During my final year at Warwick University I did a project on Numerical Weather Forecasting and one of the methods that came up was the **method of finite differences**. I recently came across finite differences again over the last few weeks and how they can be used to solve some partial differential equations (PDEs). Here is an example that I found in one of my books that I decided to play around with

Solve, using the method of finite differences, the PDE $$x\dfrac{\partial{f}}{\partial{x}}+(y+1)\dfrac{\partial{f}}{\partial{y}}=0$$ for $0\leq x,y \leq 1$ with $$f(x,0)=x-1$$ $$f(x,1)=\dfrac{x-2}{2}$$ $$f(0,y)=-1$$ $$f(1,y)=-\dfrac{y}{y+1}$$

To solve this problem I used the central difference equations given by

$$\dfrac{\partial{f}}{\partial{x}}\approx \dfrac{f(x+h,y)-f(x-h,y)}{2h}$$

$$\dfrac{\partial{f}}{\partial{y}}\approx \dfrac{f(x,y+k)-f(x,y-k)}{2k}$$

with a step length in both the $x$ and $y$ directions of $\frac{1}{3}$. The domain can be overlaid with a grid as shown in the diagram

This makes the whole problem easier to deal with because now we can see visually what is happening rather than just dealing with everything purely algebraically – there’s no need to make things more difficult than they need to be after all.
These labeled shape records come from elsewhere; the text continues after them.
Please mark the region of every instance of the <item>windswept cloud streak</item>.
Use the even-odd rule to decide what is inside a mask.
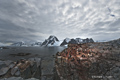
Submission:
[[[120,0],[0,0],[0,41],[117,39],[119,6]]]

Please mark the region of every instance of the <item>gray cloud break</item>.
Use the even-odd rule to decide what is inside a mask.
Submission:
[[[120,38],[120,0],[0,0],[0,41]]]

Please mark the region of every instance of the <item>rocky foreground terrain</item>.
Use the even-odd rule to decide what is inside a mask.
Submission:
[[[56,54],[56,80],[120,80],[118,40],[69,44]]]

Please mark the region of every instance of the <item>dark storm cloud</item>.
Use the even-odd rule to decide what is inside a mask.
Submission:
[[[119,6],[118,0],[0,0],[0,41],[116,39]]]

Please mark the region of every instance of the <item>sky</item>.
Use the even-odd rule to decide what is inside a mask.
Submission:
[[[120,0],[0,0],[0,42],[120,38]]]

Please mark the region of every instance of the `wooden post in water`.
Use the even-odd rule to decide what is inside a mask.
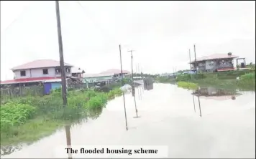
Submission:
[[[120,66],[121,66],[121,81],[122,81],[122,87],[123,87],[124,86],[123,67],[122,65],[122,53],[121,53],[121,45],[120,44],[119,44],[119,54],[120,54]],[[124,99],[124,107],[125,125],[126,125],[126,127],[127,127],[127,130],[128,130],[127,110],[126,110],[126,107],[125,107],[125,97],[124,97],[124,92],[123,92],[123,99]]]
[[[194,65],[194,66],[196,66],[196,67],[196,67],[196,74],[197,74],[197,68],[196,68],[196,67],[197,67],[197,62],[196,62],[196,45],[195,45],[195,44],[193,45],[193,51],[194,51],[194,52],[195,52],[195,65]]]
[[[196,112],[196,106],[195,106],[195,95],[194,91],[193,90],[193,110]]]
[[[63,107],[67,105],[67,85],[66,85],[66,77],[65,77],[65,69],[64,66],[64,57],[63,57],[63,40],[61,35],[61,25],[60,25],[60,6],[59,1],[55,1],[56,5],[56,17],[57,17],[57,27],[58,27],[58,39],[59,42],[59,52],[60,52],[60,66],[61,72],[61,87],[62,87],[62,95],[63,99]]]
[[[134,99],[134,105],[135,105],[135,111],[136,111],[136,117],[138,117],[138,110],[137,109],[137,105],[136,105],[136,97],[135,97],[135,88],[134,88],[134,81],[133,79],[133,56],[132,56],[132,51],[133,50],[129,50],[128,52],[131,52],[131,60],[132,60],[132,95]]]
[[[201,94],[201,93],[200,93],[200,94]],[[199,103],[200,117],[202,117],[202,114],[201,114],[201,112],[200,94],[198,95],[198,103]]]
[[[65,125],[65,137],[67,140],[67,148],[71,148],[71,135],[70,135],[70,126]],[[68,159],[72,158],[72,154],[70,153],[68,153]]]

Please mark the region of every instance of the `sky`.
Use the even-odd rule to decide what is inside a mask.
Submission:
[[[65,62],[99,73],[189,69],[215,53],[255,62],[255,1],[60,1]],[[11,68],[36,59],[59,60],[55,1],[1,1],[1,80]]]

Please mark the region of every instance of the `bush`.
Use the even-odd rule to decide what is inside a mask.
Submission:
[[[36,108],[27,104],[8,102],[1,106],[1,130],[23,124],[31,119]]]
[[[191,83],[191,82],[178,82],[177,85],[178,87],[191,89],[191,90],[196,90],[198,87],[198,84],[196,83]]]

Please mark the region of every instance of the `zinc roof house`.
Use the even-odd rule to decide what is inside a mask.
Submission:
[[[224,70],[233,70],[234,59],[239,57],[232,55],[231,52],[227,54],[214,54],[207,57],[196,58],[196,61],[190,63],[192,69],[203,72],[215,72]]]
[[[65,63],[66,76],[71,76],[73,65]],[[60,62],[53,59],[39,59],[11,69],[14,80],[1,81],[1,85],[39,82],[61,77]]]

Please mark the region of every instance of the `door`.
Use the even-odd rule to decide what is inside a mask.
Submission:
[[[52,90],[51,83],[44,83],[45,95],[49,95],[50,93],[50,90]]]

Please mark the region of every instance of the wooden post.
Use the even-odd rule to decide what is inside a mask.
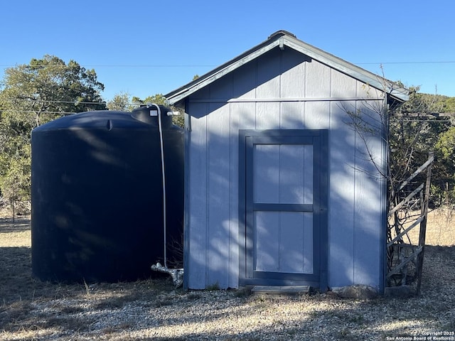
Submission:
[[[434,158],[434,153],[430,151],[428,153],[428,160]],[[427,181],[425,183],[425,196],[424,197],[423,205],[420,207],[420,215],[423,217],[423,220],[420,223],[420,231],[419,232],[419,247],[422,247],[422,252],[417,255],[417,294],[420,295],[420,285],[422,283],[422,271],[424,265],[424,254],[425,253],[425,234],[427,233],[427,218],[428,216],[428,200],[429,198],[429,188],[432,179],[432,163],[427,168]]]

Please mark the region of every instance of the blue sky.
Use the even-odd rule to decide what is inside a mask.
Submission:
[[[284,29],[422,92],[455,97],[452,0],[4,1],[4,70],[45,54],[95,69],[105,99],[166,94]]]

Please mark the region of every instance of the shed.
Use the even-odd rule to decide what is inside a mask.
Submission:
[[[375,115],[405,89],[281,31],[165,97],[185,112],[186,288],[383,289]]]

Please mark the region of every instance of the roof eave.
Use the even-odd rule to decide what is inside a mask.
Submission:
[[[166,94],[165,97],[167,99],[168,102],[171,105],[178,106],[188,96],[277,46],[279,46],[282,49],[287,46],[308,55],[365,84],[368,84],[373,87],[386,92],[395,101],[405,102],[409,99],[409,91],[407,89],[399,87],[393,82],[307,44],[292,36],[283,34],[272,36],[272,37],[193,82]]]

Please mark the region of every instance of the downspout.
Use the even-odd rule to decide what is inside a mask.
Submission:
[[[154,264],[151,266],[151,269],[156,271],[164,272],[166,274],[169,274],[172,276],[172,281],[173,282],[174,286],[176,287],[181,286],[183,283],[183,269],[168,269],[167,264],[167,253],[166,253],[166,246],[167,241],[166,238],[166,173],[164,168],[164,146],[163,143],[163,126],[161,124],[161,110],[158,104],[154,103],[147,104],[147,107],[150,108],[151,107],[154,107],[156,108],[156,116],[158,116],[158,129],[159,131],[159,145],[161,150],[161,179],[163,182],[163,256],[164,256],[164,266],[163,266],[161,264],[156,263],[156,264]],[[150,110],[150,116],[156,116],[154,112],[155,110]],[[173,116],[178,115],[178,112],[174,113],[173,112],[166,112],[167,116]]]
The idea is to form a system of four simultaneous equations with $A$, $B$, $C$, and $D$ as the unknown quantities. When the system is solved then the values obtained correspond to the approximate values of $f$ at each of the grid points. Here is my full solution to this problem – **PDE Solution Using Finite Differences**. This fills in some of the gaps in our knowledge about the function $f$ but there is still a lot of information missing – in particular the points between the grid points.

To resolve this we can make the step-lengths smaller and create more interior grid points. This gives us more information but at a price – for example with a step length of $\frac{1}{5}$ in both directions we would have a system of $16$ simultaneous equations in $16$ unknowns – I don’t really fancy sorting that mess out without the help of a computer. And what’s more – as the step-length gets even smaller we get more and more complicated systems with more unknowns so eventually we would reach a point where even a computer would struggle to do anything with the information.

Nevertheless – finite difference methods are used and are useful for all kinds of problems and can provide a very visual way of numerically solving some otherwise very difficult equations.